楽曲のミックス作業では、スピーカーからまるで1968年の伝説的会場グランデ・バルルームから時空を超えて届いたかのような、巨大で不気味な空洞を思わせるサウンドが鳴り響いたといい、当時のスタジオの興奮と冒険がそのまま真空パックされています。公開されたミュージックビデオは、1960年代のフリージャズ(Pharoah Sanders や Sun Ra など)や、The Fugs、Allen Ginsberg といった型破りな芸術家たちにインスパイアされた彼らの特異なビジョンを視覚的にも表現しており、約4半世紀の時を経てついに日の目を浴びる「失われた傑作」の全貌へと聴き手を誘います。


Nation of Language – “The Conversation”

ブルックリンのシンセポップ・トリオNation of Languageが、ニューシングル「The Conversation」をリリースしました。本作は、ニュージャージー州出身のフロントマンIan Richard Devaneyが幼少期から親しんできたブルース・スプリングスティーン(Bruce Springsteen)の名盤『Tunnel of Love』に収録されている隠れた名曲「Tougher Than the Rest」のカバー曲です。昨年のツアー中の感情的なギグの後、音響エンジニアが退場曲としてこの曲を流した際に強烈なインスピレーションを受けた彼らは、1000枚限定の7インチ・シングルとしてもこの楽曲をリリースします。

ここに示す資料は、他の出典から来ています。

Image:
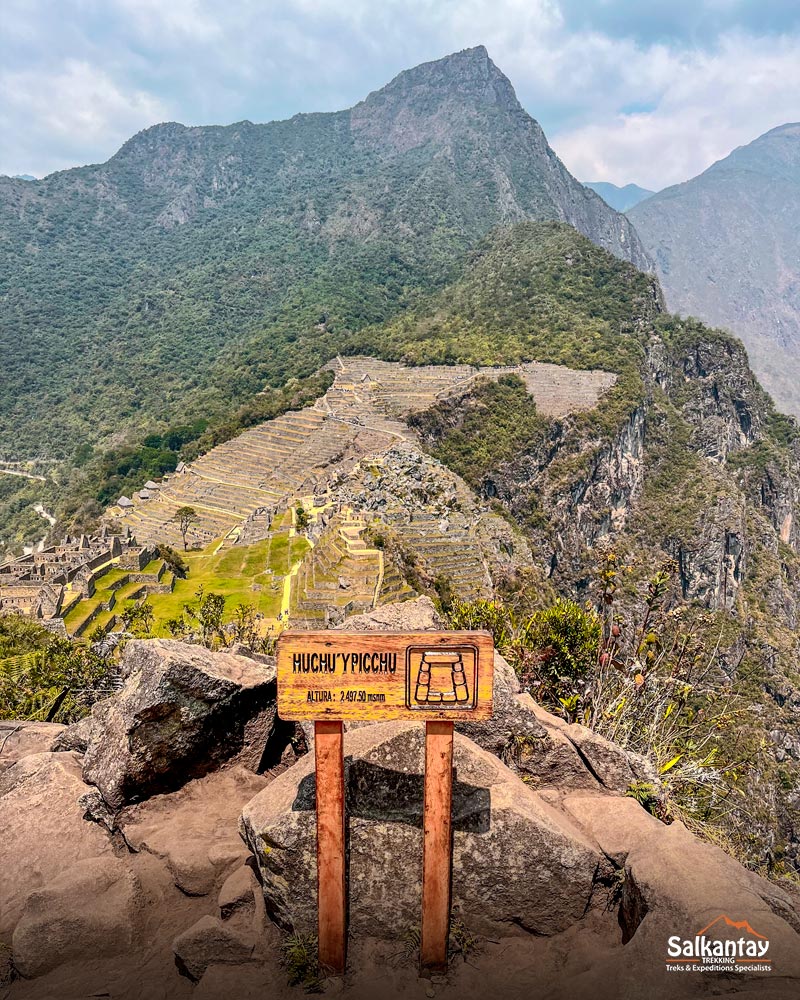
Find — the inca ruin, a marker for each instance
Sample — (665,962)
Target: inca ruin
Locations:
(380,519)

カバーの制作にあたり、バンドはオリジナル版の1987年のセッションでも多用されていた伝説的なシンセサイザー「Yamaha CS-80」を幸運にも使用することができました。Ian Richard Devaneyが「オリジナルと同じ質感のサウンドを扱えると分かったことで、ブルースの曲をカバーするという畏れ多さが少し和らいだ」と語るように、巨匠への敬意を払いながらも彼ららしい現代的なシンセポップへと見事に再構築されています。これまでのオリジナル楽曲が持つ洗練された会話劇のような空気感を受け継ぎつつ、ノスタルジックでエモーショナルな輝きを放つシングルに仕上がっています。

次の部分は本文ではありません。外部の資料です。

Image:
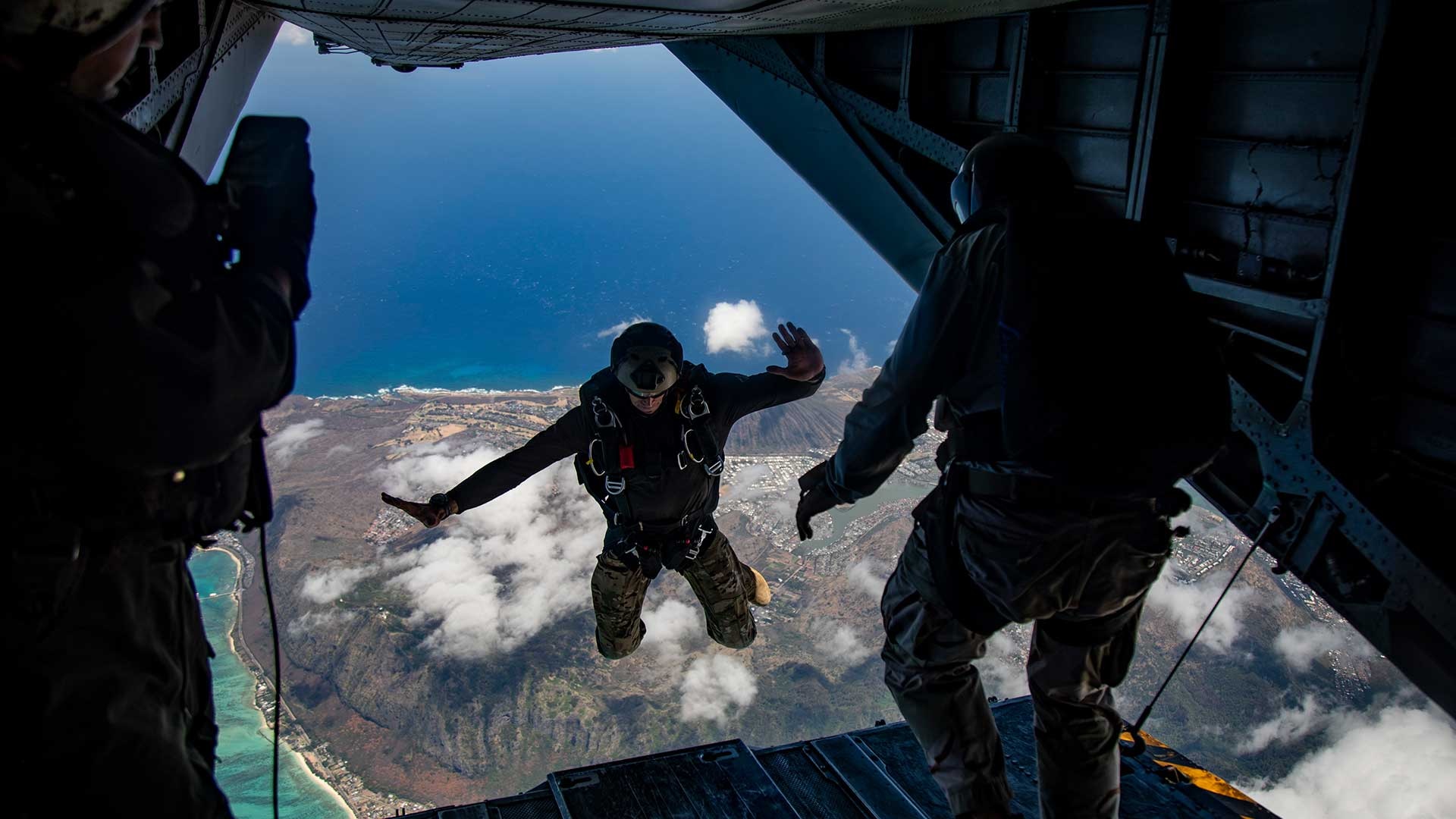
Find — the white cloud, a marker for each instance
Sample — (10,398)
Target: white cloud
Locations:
(1304,645)
(870,576)
(715,689)
(734,327)
(287,442)
(332,583)
(858,359)
(507,569)
(1394,764)
(1291,725)
(313,621)
(839,642)
(667,627)
(617,330)
(1003,668)
(293,36)
(747,483)
(1187,604)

Girl and Girl – “Hell + It’s Dead”

オーストラリア・ブリスベン出身のインディー・ロックバンド、Girl and Girlが、ニューシングル「Hell + It’s Dead」を発表しました。本作は、Rolling Stone Australia誌から「誰もが共感できる、非常にキャッチーな感情の混乱(エモーショナル・メイヘム)」と評された2024年の傑作デビューアルバム『Call A Doctor』、そして2025年のシングル「Okay」「The Cow」に続く、ファン待望の新曲。彼ららしい鋭利なギターサウンドと、焦燥感やユーモアが爆発するエネルギッシュなオルタナティブ・ロックを展開しています。

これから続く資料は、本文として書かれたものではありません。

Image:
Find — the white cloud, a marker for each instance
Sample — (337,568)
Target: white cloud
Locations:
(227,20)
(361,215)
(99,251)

収録曲「It’s Dead」について、フロントマンのKai Aubort(カイ・オーボート)は「僕たちはいつも音楽の中で死を仄めかし、遠回しに語ってきたけれど、そろそろはっきりと口に出すべき時が来たと思ったんだ……『そいつは死んだ(IT’S DEAD!!!!)』ってね!」とコメント。バンドが持ち前とするダークでどこかシニカルな死生観を、瑞々しくも破壊力のあるパンキッシュなガレージ・ポップへと昇華させており、彼らの新章の幕開けにふさわしい、中毒性の高い強烈な2曲入りシングルに仕上がっています。


Cartel Madras and Jide – “EVIDENT 2 ME”

カナダ・カルガリーを拠点に活動するヒップホップ・デュオ Cartel Madrasの最新シングル「EVIDENT 2 ME」は、高く評価された2021年のプロジェクト『The Serpent & The Tiger』以来、約5年ぶりの新章を告げる鮮烈な帰還シングルです。復讐心を胸に宿し、目の前に広がる新たな冒険へと踏み出す彼女たちの不敵な決意が込められた一曲であり、これまでの沈黙を破るにふさわしい圧倒的なエネルギーに満ちあふれています。

サウンド面では、彼女たちの代名詞である硬質なミリタント・ラップを軸に、エレクトロニック・ミュージック、ジャングル、そしてインダストリアルな質感を大胆にブレンド。さらに映画的な世界観構築(ワールドビルディング)が施されています。流行のトレンドサイクルなど一切一蹴し、独自の重厚な空気感、ヒリつきそうな緊張感、そして音楽的な変革(トランスフォーメーション)に執着した、彼女たちのダークで孤高な宇宙の奥深くへとリスナーを引きずり込む、中毒性の高いトラックに仕上がっています。


Sera Cahoone – “Pulling Up Roots”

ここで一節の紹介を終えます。